5.      Da Art. 23 Abs. 2 Buchst. a, b und d der Verordnung Nr. 267/2012 über restriktive Maßnahmen gegen Iran und zur Aufhebung der Verordnung Nr. 961/2010 auf der einen und Art. 20 Abs. 1 Buchst. b und c des Beschlusses 2010/413 über restriktive Maßnahmen gegen Iran auf der anderen Seite alternative Kriterien sind, ist es wichtig, klarzustellen, inwieweit sich das Kriterium der Unterstützung der iranischen Regierung von dem der Unterstützung der nuklearen Proliferation unterscheidet. Das letztgenannte Kriterium setzt die Feststellung einer unmittelbaren oder mittelbaren Verbindung zwischen den Tätigkeiten der betroffenen Person oder Organisation und der nuklearen Proliferation voraus. Das Kriterium der Unterstützung der iranischen Regierung, mit dem der Geltungsbereich der restriktiven Maßnahmen erweitert wird, um den auf die Islamische Republik Iran ausgeübten Druck zu verstärken, zielt seinerseits auf jede Tätigkeit der betroffenen Person oder Organisation ab, die, auch unabhängig von der Feststellung einer unmittelbaren oder mittelbaren Verbindung zur nuklearen Proliferation, aufgrund ihrer quantitativen oder qualitativen Bedeutung geeignet ist, die nukleare Proliferation dadurch zu fördern, dass der iranischen Regierung eine Unterstützung in Form von materiellen, finanziellen oder logistischen Ressourcen oder Fazilitäten gewährt wird, die ihr die Fortsetzung der Proliferation ermöglichen.
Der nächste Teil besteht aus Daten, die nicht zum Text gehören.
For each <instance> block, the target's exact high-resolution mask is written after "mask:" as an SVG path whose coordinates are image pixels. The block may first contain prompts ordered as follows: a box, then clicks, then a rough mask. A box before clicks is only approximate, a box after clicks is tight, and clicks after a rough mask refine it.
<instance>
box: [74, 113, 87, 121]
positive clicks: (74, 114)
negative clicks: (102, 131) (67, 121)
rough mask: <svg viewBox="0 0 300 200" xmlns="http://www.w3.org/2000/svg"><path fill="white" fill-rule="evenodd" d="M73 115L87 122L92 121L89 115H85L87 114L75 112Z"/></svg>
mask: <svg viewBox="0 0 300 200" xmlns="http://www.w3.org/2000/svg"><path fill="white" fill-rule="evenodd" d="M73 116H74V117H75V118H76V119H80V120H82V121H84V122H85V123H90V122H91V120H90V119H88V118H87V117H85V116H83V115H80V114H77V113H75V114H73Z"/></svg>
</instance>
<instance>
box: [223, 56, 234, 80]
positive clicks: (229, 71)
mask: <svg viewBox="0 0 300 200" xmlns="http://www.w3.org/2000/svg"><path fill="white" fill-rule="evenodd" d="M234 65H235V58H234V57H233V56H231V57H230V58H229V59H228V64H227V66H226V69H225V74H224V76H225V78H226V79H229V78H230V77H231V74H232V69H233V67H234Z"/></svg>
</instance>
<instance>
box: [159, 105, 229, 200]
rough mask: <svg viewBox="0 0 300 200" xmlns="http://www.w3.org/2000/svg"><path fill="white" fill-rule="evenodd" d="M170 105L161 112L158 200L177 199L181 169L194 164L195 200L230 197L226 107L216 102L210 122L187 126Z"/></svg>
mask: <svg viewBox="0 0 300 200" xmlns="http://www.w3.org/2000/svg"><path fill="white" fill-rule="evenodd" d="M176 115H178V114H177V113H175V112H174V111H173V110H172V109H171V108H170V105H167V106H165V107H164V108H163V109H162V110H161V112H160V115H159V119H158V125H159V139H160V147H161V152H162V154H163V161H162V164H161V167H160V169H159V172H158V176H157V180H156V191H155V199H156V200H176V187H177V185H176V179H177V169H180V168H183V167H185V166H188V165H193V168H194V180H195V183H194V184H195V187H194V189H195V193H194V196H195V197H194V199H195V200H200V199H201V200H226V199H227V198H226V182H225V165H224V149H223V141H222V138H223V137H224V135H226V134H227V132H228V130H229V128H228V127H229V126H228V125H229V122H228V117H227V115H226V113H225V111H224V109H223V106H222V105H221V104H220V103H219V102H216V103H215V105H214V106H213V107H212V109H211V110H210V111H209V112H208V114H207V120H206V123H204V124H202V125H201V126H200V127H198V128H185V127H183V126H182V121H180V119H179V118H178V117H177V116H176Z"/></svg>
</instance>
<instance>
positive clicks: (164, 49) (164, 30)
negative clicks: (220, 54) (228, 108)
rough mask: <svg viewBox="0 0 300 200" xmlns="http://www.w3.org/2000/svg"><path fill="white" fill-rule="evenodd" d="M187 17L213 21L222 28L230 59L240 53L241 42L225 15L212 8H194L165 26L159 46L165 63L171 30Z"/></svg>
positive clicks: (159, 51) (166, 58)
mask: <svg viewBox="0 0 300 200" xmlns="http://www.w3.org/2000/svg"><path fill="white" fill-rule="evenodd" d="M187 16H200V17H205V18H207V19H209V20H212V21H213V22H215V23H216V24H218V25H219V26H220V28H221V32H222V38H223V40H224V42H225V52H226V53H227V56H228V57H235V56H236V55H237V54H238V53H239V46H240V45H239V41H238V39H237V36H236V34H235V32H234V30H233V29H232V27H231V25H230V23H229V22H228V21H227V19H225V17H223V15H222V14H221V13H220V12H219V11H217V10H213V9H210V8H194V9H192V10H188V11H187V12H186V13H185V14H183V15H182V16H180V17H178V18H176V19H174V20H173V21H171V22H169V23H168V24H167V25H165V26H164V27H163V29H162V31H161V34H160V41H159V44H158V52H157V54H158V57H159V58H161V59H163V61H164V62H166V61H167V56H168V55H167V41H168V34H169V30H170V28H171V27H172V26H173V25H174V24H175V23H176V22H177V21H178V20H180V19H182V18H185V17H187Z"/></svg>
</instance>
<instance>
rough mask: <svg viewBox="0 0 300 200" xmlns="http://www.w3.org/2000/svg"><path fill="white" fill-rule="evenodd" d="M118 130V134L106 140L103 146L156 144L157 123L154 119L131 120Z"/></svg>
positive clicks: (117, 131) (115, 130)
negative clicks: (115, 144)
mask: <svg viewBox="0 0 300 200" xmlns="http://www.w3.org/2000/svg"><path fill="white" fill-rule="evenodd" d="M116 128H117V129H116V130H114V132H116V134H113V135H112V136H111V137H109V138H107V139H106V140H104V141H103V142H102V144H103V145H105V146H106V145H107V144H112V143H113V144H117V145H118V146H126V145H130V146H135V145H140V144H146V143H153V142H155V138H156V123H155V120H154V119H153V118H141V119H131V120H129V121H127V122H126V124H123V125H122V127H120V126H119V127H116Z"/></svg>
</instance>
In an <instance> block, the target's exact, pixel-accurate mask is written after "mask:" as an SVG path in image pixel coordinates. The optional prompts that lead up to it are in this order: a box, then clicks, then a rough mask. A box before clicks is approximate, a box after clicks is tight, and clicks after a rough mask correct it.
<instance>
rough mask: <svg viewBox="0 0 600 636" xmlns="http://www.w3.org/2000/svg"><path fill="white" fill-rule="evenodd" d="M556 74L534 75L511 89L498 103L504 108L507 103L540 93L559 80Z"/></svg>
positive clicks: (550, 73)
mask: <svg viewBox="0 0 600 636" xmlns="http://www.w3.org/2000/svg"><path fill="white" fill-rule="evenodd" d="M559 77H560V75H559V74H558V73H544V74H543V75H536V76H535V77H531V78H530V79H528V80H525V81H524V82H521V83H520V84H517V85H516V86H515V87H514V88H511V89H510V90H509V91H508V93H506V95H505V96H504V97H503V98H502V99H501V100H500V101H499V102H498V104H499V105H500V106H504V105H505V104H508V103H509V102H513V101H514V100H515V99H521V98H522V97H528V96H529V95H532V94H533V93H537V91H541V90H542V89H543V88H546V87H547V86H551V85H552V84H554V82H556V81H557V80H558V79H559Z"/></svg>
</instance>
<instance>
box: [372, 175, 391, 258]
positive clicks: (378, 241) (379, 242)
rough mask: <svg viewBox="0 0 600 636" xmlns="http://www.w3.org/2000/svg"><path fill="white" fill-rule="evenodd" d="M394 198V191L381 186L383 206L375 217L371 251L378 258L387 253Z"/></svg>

Das Vorliegen einer Verknüpfung zwischen einer solchen Unterstützung der iranischen Regierung und der Fortsetzung der Tätigkeiten der nuklearen Proliferation wird somit durch die anwendbare Regelung vermutet, die darauf abzielt, der iranischen Regierung ihrer Einnahmequellen zu berauben, um sie zu zwingen, die Entwicklung ihres Nuklearproliferationsprogramms mangels ausreichender finanzieller Mittel einzustellen.

(vgl. Rn. 63, 66)

6.      Im Bereich restriktiver Maßnahmen im Rahmen der Gemeinsamen Außen- und Sicherheitspolitik erstreckt sich die Begründungspflicht des Rates neben der Angabe der Rechtsgrundlage einer Maßnahme gerade auf die Umstände, die darauf schließen lassen, dass das ein oder andere Kriterium für die Aufnahme des Namens einer Person oder einer Einrichtung in die durch eine solche Maßnahme vorgesehene Liste von Personen und Einrichtungen bei den Betroffenen erfüllt ist. Die Unterlassung der Bezugnahme auf eine bestimmte Vorschrift dann kein wesentlicher Fehler sein, wenn die Rechtsgrundlage einer Handlung anhand anderer Bestandteile dieser Handlung ermittelt werden kann. Indes ist eine ausdrückliche Bezugnahme auf eine konkrete Vertragsbestimmung unerlässlich, wenn die Betroffenen und der Unionsrichter ansonsten über die genaue Rechtsgrundlage des betreffenden Rechtsakts im Unklaren gelassen würden.

(vgl. Rn. 67, 68)

7.      Siehe Text der Entscheidung.

(vgl. Rn. 75, 86-88)

8.      Im Bereich restriktiver Maßnahmen im Rahmen der Gemeinsamen Außen- und Sicherheitspolitik und insbesondere des Einfrierens von Geldern der Zentralbank der Islamischen Republik Iran hat der Rat zwar in Bezug auf das Kriterium der Unterstützung der iranischen Regierung durch diese Bank die Ressourcen oder Fazilitäten, die die Bank dieser Regierung zur Verfügung gestellt haben soll, im Einzelnen genau anzugeben, er ist jedoch nicht verpflichtet, die angefochtenen Rechtsakte in Bezug auf eine etwaige Verwendung dieser Ressourcen oder Fazilitäten durch diese Regierung im Hinblick auf eine Fortsetzung der nuklearen Proliferation zu begründen. Dadurch, dass der Rat lediglich auf die finanzielle Unterstützung der iranischen Regierung, nicht jedoch auf die Finanzdienstleistungen verweist, die die Bank dieser Regierung als Zentralbank der Islamischen Republik Iran erbringt, gibt der Rat dieser Bank gleichwohl zu verstehen, dass er sich auf die genannten Finanzdienstleistungen bezieht, die sie in dieser Eigenschaft der genannten Regierung erbringt.

(vgl. Rn. 81-84)

9.      Siehe Text der Entscheidung.

(vgl. Rn. 92-94)

10.    Siehe Text der Entscheidung.

(vgl. Rn. 114, 115, 117-120)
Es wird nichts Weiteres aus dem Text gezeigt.